Lords amendment 6C removes “subsection (ii)”, which means the power could be used for the anticipation of “causing public nuisance” such as merely making noise. Without this change, every time music is played outside Parliament anyone could be stopped and searched without suspicion. Baroness Casey suggests that

“as a minimum, Met officers should be required to give their name, their shoulder number, the grounds for the stop and a receipt confirming the details of that stop.”

Lords amendment 6F would insert:

“The chief superintendent must take reasonable steps to inform the public when the powers conferred by this section are in active use.”

That is important because communication failures are a common factor in problematic stop and searches.

A recent report from Crest Advisory, examining the experience of black communities nationally on stop and search, found that 77% of black adults support the use of stop and search in relation to suspicion of carrying a weapon. So, in the poll, the black community absolutely agrees that we need the power to stop and search. But less than half of those who had been stopped and searched felt that the police had communicated well with them or explained what would happen. That less than half of those who had been stopped and searched felt that the police had communicated well to them or explained what would happen shows how important it is to make sure people are communicated with when these strong and impactful powers are used by the police. If we imagine that in the context of clause 11, where anyone can be stopped, including tourists who might have got caught up in a crowd and not know what is going on, there is a risk of a chaotic invasion of people’s rights to go about their business.

We have discussed previously and at length the definition of “serious disruption”. The Minister considers it

“more than a minor degree”.

Would being stopped and searched for simply walking through Parliament Square when a protest is taking place disrupt his day more than a minor degree? The suspicionless stop and search powers being applied to protests are extreme and disproportionate. We have raised many times in this House the warnings from former police officers that they risk further diminishing trust in public institutions.

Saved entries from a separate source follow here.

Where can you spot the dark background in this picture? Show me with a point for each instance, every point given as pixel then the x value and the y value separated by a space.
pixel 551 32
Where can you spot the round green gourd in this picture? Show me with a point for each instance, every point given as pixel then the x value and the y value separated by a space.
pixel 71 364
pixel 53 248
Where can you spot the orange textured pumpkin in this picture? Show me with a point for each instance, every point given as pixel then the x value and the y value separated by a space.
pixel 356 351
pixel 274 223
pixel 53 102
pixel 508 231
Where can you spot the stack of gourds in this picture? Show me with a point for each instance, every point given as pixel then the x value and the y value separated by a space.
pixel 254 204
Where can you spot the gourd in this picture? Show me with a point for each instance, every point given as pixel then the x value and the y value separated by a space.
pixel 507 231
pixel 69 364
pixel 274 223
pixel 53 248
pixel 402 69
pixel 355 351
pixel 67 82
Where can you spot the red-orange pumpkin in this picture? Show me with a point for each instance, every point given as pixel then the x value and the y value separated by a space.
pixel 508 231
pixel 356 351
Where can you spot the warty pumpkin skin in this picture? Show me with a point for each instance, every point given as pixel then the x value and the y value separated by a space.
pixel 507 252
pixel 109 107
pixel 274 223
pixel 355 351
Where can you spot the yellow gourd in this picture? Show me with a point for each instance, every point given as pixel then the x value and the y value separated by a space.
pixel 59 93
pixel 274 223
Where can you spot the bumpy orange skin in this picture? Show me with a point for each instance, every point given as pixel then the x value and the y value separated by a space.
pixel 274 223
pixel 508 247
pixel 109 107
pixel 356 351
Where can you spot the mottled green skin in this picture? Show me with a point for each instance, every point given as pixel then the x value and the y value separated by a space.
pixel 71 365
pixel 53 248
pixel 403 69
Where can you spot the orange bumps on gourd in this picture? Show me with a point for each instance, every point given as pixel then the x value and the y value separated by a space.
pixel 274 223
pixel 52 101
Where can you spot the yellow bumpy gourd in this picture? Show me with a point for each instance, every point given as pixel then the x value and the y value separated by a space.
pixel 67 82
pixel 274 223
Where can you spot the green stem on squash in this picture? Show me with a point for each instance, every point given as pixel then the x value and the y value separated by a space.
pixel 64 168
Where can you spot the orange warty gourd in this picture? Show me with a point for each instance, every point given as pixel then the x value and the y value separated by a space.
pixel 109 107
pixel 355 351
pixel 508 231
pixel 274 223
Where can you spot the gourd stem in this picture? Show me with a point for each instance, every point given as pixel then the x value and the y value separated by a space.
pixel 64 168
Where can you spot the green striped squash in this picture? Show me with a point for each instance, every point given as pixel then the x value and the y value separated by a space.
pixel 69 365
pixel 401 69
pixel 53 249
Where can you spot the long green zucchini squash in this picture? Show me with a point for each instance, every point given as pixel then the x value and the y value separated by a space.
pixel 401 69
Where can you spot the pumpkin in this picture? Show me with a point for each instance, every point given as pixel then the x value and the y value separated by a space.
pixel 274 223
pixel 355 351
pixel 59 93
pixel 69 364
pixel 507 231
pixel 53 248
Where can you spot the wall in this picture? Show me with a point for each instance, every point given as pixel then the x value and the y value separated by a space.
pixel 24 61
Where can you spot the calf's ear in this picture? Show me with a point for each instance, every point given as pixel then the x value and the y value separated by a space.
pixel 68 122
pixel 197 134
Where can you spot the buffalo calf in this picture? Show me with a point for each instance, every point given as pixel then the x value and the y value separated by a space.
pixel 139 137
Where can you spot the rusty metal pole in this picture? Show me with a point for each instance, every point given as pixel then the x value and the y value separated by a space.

After the devastating Casey report, it is hard to see how public trust in the Metropolitan police could suffer more. Ministers were unable to offer any solutions to bring the reforms we desperately need in policing, but they could at least try not to pass laws that would risk making trust and confidence in the police even worse. Clause 11 will create powers that risk undermining our Peelian principles even further. When Ministers say that it would only be in very unusual circumstances that the powers would be used, I want to stress, why bother? Why bother, when to deal with disruptive protests the police could already use criminal damage, conspiracy to cause criminal damage, trespass, aggravated trespass, public nuisance, breach of the peace and obstruction of the highway? The Minister knows I could keep going. Many protestors have been fined and many have gone to prison using those powers. Thousands of arrests are already made using existing powers, but the Bill is apparently justified by an impact assessment that says it will lead to a few hundred arrests only. The powers are there for the police to use.

Disruptive protests have a serious impact on infrastructure and on people’s ability to go about their daily lives. Over the course of the passage of the Bill, we have spent many hours on new ways to ensure the police have all the levers they need. We tried to introduce sensible amendments on injunctions. The Government’s response to the problem is a totally disproportionate headline-chasing response that is, depressingly, what we have come to expect. Gone are the days when the Government were interested in passing laws that could fix problems or make things better. The truth is that the Government’s disagreement with the sensible narrowing amendments from the other place will create more problems than it will solve. I urge the Government to think again and to back these common-sense amendments from the other place.